Curation of Epilepsy Sodium Channel Gene Variation – Clingen Expert Panel Consensus
Abstract number :
1.374
Submission category :
12. Genetics / 12A. Human Studies
Year :
2022
Submission ID :
2204948
Source :
www.aesnet.org
Presentation date :
12/3/2022 12:00:00 PM
Published date :
Nov 22, 2022, 05:27 AM
Authors :
Stacey Cohen, MS, LCGC – Children's Hospital of Philadelphia; Lacey Smith, MS CGC – Boston Children's Hospital; Shridhar Parthasarathy, BS – Children's Hospital of Philadelphia; Emily Bonkowski, MS CGC – St. Jude Children’s Research Hospital; William Hong, MD – Boston Children's Hospital; Kimberly Wiltrout, MD – Boston Children’s Hospital; Alexander Ing, MS CGC – Lurie Children’s Hospital of Chicago; Andreas Brunklaus, MD – Royal Hospital for Children; Christopher Thompson, PhD – Northwestern University; Jacy Wagnon, PhD- Ohio State University; Brendan Burns, PhD – Illumina; David Lewis-Smith, MD – Newcastle University; Dennis Lal, PhD – Cleveland Clinic; Elizabeth Butler, MS CGC – GeneDx; Jillian McKee, MD PhD – Children's Hospital of Philadelphia; Miriam Meisler, PhD – University of Michigan; Rhonda Lassiter, PhD – Ambry Genetics; Sarah Dugger, CGC, PhD – Invitae Corporation; Samin Sajan, PhD – Illumina; Yanmin Chen, PhD – GeneDx; Katherine Benson, PhD – Royal College of Surgeons in Ireland; Erin Riggs, MS, CGC – Geisinger Health System; Annapurna Poduri, MD, MPH – Boston Children's Hospital; Heather Mefford, MD, PhD – St. Jude Children’s Research Hospital; Ingo Helbig, MD – Children's Hospital of Philadelphia
Rationale: Disease-causing variants in the epilepsy sodium channel genes (SCN1A, SCN2A, SCN3A, SCN8A, and SCN1B) represent among the most common monogenic causes of pediatric-onset epilepsy. Variants in genes are classified in a five-tier system as benign, likely benign, variant of uncertain significance, likely pathogenic, or pathogenic as described in the American College of Medical Genetics (ACMG) consensus guidelines in Richards et al 2015. These classifications are essential for proper diagnosis and ultimately eligibility for gene-specific epilepsy therapies. However, the current general classification criteria do not fully capture the properties unique to this set of genes. In our study, we aimed to refine variant interpretation classification guidelines to make them more specific to the epilepsy sodium channel genes.

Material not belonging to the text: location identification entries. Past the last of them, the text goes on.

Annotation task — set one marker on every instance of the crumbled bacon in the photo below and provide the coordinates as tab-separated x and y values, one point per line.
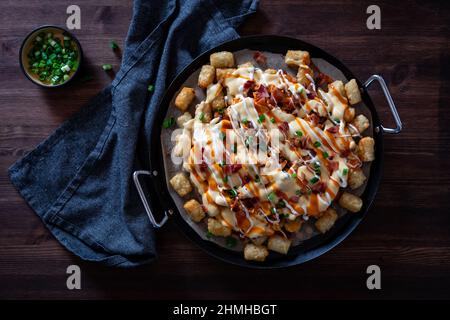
333	129
231	168
248	84
260	58
284	127
319	187
332	166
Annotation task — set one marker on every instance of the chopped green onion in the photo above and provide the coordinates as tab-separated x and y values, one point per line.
230	242
314	180
232	193
281	204
107	67
271	196
113	45
167	123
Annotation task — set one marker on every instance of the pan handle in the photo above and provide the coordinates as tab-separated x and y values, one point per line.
390	101
136	175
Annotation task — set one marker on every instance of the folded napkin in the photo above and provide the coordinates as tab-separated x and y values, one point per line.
79	180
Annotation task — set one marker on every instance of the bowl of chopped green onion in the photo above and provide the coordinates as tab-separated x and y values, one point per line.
50	56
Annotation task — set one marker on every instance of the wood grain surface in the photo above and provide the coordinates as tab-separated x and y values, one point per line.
406	232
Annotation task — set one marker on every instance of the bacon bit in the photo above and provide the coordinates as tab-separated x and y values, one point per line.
260	58
319	187
322	79
333	129
231	168
311	95
296	142
248	84
354	162
332	166
314	118
284	127
203	166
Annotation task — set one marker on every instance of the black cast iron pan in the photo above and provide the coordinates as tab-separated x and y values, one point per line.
161	201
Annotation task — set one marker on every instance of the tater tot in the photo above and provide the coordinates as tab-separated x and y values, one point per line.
352	91
217	228
356	178
279	244
184	98
223	59
350	202
194	210
222	72
181	184
366	149
361	123
206	76
295	58
254	252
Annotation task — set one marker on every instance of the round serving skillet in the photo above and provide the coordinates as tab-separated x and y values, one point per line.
159	199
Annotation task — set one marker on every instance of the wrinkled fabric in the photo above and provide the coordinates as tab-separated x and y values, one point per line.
79	180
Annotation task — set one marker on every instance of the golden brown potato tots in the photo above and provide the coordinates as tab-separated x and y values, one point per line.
184	98
350	202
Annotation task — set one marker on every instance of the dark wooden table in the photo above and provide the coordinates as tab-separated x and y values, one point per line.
406	232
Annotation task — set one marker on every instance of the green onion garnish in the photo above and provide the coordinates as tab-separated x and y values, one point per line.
107	67
232	193
314	180
230	242
261	118
271	196
167	123
113	45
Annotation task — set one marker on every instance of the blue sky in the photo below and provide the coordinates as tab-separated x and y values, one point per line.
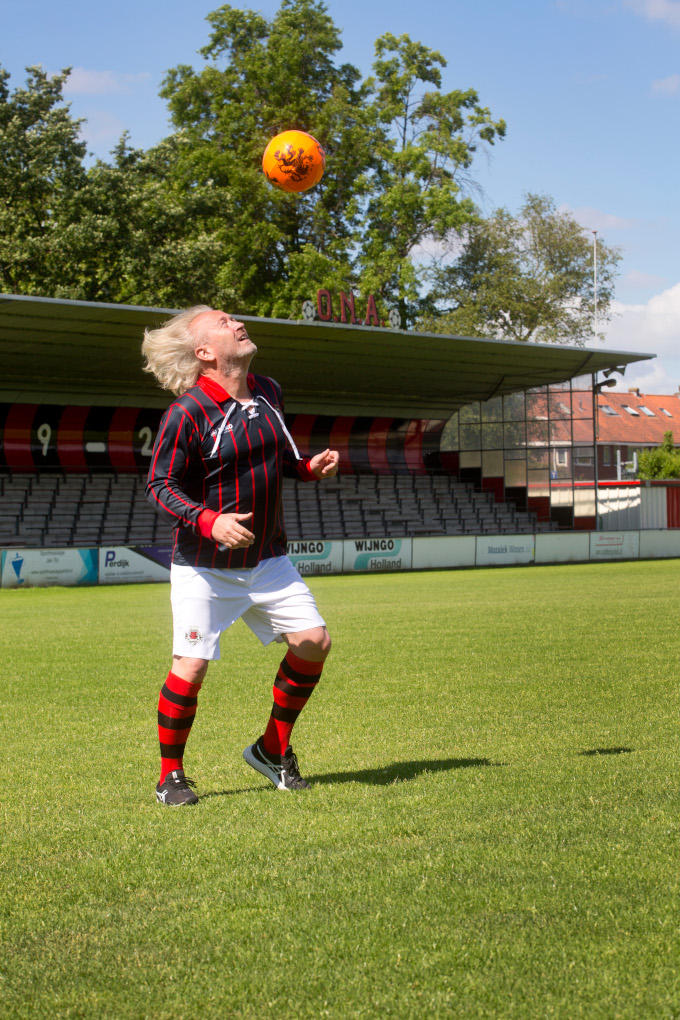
589	89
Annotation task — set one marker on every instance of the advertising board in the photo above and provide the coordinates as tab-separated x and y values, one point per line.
316	557
377	554
44	567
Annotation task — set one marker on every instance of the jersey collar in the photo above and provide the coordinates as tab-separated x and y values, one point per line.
217	392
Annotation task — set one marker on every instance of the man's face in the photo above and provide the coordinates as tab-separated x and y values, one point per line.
221	340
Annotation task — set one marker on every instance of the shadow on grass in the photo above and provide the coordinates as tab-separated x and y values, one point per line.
402	771
229	793
593	752
397	772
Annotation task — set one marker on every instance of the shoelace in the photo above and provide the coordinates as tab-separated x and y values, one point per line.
180	780
290	763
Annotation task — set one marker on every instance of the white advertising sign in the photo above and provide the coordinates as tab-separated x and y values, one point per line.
568	547
316	557
504	550
660	544
377	554
439	553
615	545
120	565
44	567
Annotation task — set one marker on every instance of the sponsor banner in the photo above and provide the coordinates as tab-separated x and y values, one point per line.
377	554
660	544
44	567
615	545
439	553
316	557
568	547
504	550
122	565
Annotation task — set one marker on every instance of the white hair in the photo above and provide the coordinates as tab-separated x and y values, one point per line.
170	351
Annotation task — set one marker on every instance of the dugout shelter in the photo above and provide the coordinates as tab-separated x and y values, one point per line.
77	417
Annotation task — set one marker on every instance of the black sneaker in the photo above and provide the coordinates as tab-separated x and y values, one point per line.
280	769
175	789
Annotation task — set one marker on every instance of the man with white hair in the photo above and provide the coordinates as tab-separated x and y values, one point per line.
216	473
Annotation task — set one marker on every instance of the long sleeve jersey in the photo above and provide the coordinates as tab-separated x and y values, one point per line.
214	455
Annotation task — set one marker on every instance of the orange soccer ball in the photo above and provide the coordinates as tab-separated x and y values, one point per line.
294	161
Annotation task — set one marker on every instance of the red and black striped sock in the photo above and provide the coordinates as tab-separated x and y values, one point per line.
294	685
176	708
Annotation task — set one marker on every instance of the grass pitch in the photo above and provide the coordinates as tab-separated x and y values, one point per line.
492	829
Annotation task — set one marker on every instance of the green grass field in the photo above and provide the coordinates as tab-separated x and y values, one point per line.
492	831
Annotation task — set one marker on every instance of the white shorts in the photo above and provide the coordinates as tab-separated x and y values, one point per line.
271	598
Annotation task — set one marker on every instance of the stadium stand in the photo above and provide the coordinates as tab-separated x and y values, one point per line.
57	510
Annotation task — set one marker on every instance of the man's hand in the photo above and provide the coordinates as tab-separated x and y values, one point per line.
324	465
229	532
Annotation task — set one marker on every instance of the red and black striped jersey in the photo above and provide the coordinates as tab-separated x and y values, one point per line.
215	455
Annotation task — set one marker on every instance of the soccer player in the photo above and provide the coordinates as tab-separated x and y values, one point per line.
216	473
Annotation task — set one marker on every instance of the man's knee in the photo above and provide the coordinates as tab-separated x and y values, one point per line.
313	645
190	669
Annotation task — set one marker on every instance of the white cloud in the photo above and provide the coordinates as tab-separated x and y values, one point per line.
667	11
101	83
652	327
667	86
100	128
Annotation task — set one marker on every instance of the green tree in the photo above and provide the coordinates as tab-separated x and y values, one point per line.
425	143
663	462
261	78
41	168
525	277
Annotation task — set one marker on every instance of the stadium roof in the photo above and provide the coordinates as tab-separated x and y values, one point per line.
81	352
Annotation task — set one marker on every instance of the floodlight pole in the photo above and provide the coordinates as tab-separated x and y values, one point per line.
594	282
595	395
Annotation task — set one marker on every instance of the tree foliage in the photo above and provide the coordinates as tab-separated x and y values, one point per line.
41	169
664	462
526	277
425	142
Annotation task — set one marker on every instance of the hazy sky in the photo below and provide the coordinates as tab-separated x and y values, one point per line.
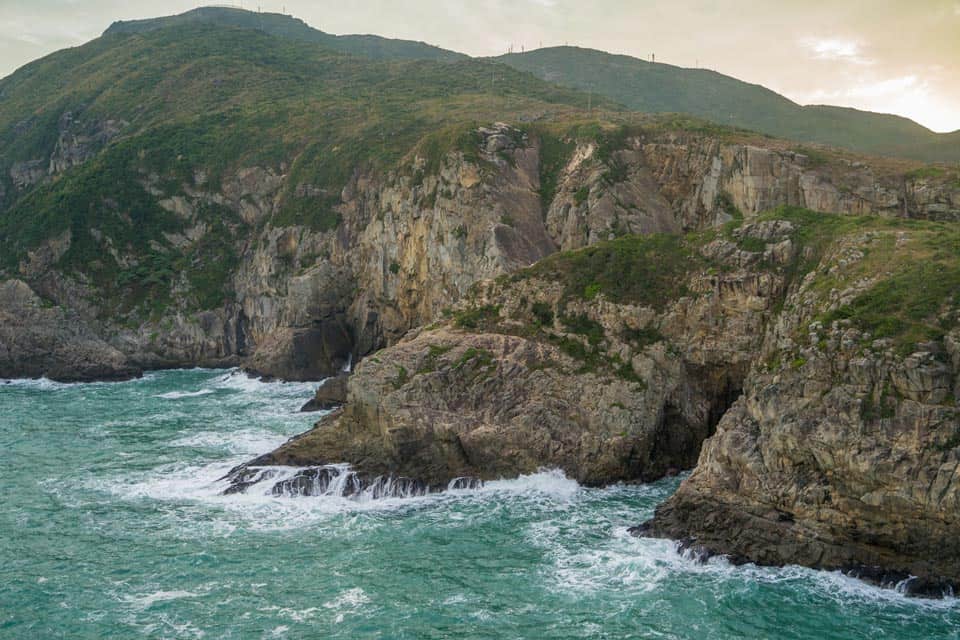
894	56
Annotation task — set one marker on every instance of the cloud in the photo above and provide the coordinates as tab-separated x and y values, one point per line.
836	49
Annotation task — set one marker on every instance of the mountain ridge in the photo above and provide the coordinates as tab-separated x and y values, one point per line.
657	87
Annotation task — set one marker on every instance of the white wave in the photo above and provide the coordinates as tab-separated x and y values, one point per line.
350	601
644	565
552	483
40	384
176	395
145	601
248	442
237	380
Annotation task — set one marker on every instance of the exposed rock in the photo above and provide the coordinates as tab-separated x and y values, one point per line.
843	451
38	339
27	173
331	394
516	394
410	243
310	353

Methods: We established the Clinical Genome Resource (ClinGen) Epilepsy Sodium Channel Variant Curation Expert Panel within the Neurodevelopmental Disorders Clinical Domain Working Group (CDWG). The group is comprised of a group of experts and curators from clinic, academia, and industry who review existing variant classification guidelines per ACMG and ClinGen as well as relevant medical literature to establish consensus guidelines for variant classification of the genes of interest.
Results: We created a revised set of variant classification guidelines for the epilepsy-related sodium channel genes (SCN1A, SCN2A, SCN3A, SCN8A, and SCN1B) based on those described in Richards et al 2015, updated ClinGen guidance, and gene specific information. These guidelines include most notably specifications for phenotypic specificity, population frequency, mutational hotspots, paralogous gene information, and recommendations for inclusion of electrophysiological functional assays.
Conclusions: Classification of variants in epilepsy-related sodium channel genes can be refined in a formal framework to include gene specific information. This updated framework will be incorporated into variant classification in the clinical laboratory setting, which will be essential for proper diagnosis of the associated disorders and eventual eligibility for gene-specific trials and therapies.
Funding: This work was supported by a National Institutes of Health grant (U24NS120854-01).